For the translational kinetic energy, the limits will be defined by $$\beta \frac{\hbar^2\pi^2}{2mL^2} \gg 1$$ or the reverse. For the rotational energy, it will be $$\beta \frac{\hbar^2}{2I} \gg 1$$ and for the vibrational energy, it will be $$\beta \hbar \omega_0 \gg 1$$ These energy scales have large gaps, so the translational energy may be in the high-temperature limit while the other two are in the low-temperature limit, for instance.

I'd like each group to do one term in the energy, in either the low-temperature limit or the high-temperature limit, but let's not do the low-temperature limit of the translational kinetic energy. The reason we avoid that particular limit is that we've ignored the possibility that two of our molecules may be in precisely the same state. You know the Pauli exclusion principle for electrons (and fermions in general), which means we could have a problem. For bosons (all particles that aren't fermions) there is another problem, which I also won't go into. As long as our temperature is high enough that the probability of any given state is pretty low, we won't run into these troubles (which could give us things like a Bose-Einstein condensate).

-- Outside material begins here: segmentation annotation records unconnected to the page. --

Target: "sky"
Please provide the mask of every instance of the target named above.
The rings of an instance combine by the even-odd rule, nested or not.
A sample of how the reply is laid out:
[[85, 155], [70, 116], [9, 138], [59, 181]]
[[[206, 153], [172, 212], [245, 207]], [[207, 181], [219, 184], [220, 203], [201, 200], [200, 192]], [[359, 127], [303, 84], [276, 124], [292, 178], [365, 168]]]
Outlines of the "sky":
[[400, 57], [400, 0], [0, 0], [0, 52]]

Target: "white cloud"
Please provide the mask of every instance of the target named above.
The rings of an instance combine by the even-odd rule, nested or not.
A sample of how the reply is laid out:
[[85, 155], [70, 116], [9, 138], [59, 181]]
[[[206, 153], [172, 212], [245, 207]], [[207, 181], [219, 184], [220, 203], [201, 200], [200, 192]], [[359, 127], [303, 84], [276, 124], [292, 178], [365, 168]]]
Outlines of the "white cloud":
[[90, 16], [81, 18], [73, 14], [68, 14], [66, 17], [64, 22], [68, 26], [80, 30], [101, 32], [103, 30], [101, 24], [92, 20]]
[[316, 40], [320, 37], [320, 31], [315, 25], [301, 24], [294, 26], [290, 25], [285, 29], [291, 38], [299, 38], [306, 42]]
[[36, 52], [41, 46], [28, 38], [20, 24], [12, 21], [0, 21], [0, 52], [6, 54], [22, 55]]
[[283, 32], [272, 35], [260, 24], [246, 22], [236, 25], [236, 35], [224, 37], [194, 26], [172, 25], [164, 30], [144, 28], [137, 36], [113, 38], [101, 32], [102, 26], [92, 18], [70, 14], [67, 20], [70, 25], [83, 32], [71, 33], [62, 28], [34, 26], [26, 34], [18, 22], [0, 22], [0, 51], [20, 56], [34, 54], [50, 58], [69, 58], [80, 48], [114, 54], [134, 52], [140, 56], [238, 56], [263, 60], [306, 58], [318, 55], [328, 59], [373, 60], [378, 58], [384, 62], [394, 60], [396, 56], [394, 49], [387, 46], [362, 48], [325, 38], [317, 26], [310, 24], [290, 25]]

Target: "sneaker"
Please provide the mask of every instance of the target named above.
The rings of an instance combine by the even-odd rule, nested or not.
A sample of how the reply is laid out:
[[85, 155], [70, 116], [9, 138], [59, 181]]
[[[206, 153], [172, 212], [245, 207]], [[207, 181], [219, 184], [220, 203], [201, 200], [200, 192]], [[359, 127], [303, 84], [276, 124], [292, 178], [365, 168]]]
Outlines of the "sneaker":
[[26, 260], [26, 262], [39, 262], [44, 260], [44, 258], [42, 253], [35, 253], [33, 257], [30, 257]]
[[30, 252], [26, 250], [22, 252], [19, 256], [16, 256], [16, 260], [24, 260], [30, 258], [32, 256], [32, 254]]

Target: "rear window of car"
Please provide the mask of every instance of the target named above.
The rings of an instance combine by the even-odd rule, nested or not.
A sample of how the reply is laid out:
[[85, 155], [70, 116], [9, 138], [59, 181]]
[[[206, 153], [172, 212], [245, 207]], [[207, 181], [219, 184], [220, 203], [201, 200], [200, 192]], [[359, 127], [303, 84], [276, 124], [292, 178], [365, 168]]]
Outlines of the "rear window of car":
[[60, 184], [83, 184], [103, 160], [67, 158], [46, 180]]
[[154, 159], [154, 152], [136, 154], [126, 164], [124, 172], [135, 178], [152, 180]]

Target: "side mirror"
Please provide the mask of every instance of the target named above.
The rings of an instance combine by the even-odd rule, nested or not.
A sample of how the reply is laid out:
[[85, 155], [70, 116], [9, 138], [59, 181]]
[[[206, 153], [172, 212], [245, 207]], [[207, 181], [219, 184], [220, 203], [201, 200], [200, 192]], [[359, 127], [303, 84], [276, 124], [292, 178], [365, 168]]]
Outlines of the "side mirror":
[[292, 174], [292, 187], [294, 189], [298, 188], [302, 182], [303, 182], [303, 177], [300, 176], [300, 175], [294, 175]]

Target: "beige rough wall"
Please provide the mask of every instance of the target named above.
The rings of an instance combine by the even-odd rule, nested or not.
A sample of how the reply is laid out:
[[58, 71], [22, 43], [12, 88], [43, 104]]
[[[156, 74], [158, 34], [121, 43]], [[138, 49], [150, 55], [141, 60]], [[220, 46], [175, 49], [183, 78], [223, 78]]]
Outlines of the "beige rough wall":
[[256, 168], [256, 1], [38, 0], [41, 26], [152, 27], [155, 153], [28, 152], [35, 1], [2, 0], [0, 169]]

### Activity: Calculating the Internal Energy of a Diatomic Ideal Gas

Activity Highlights

1. This small group activity is designed to help students understand how statistical mechanics is applied to concrete systems.
2. Students use the vibrational, rotational, and translational energy levels of an ideal diatomic gas to predict the dependence of internal energy on temperature at either high or low temperature.
3. The compare-and-contrast wrap-up addresses the process of taking low and high temperature limits, and introduces the equipartition theorem.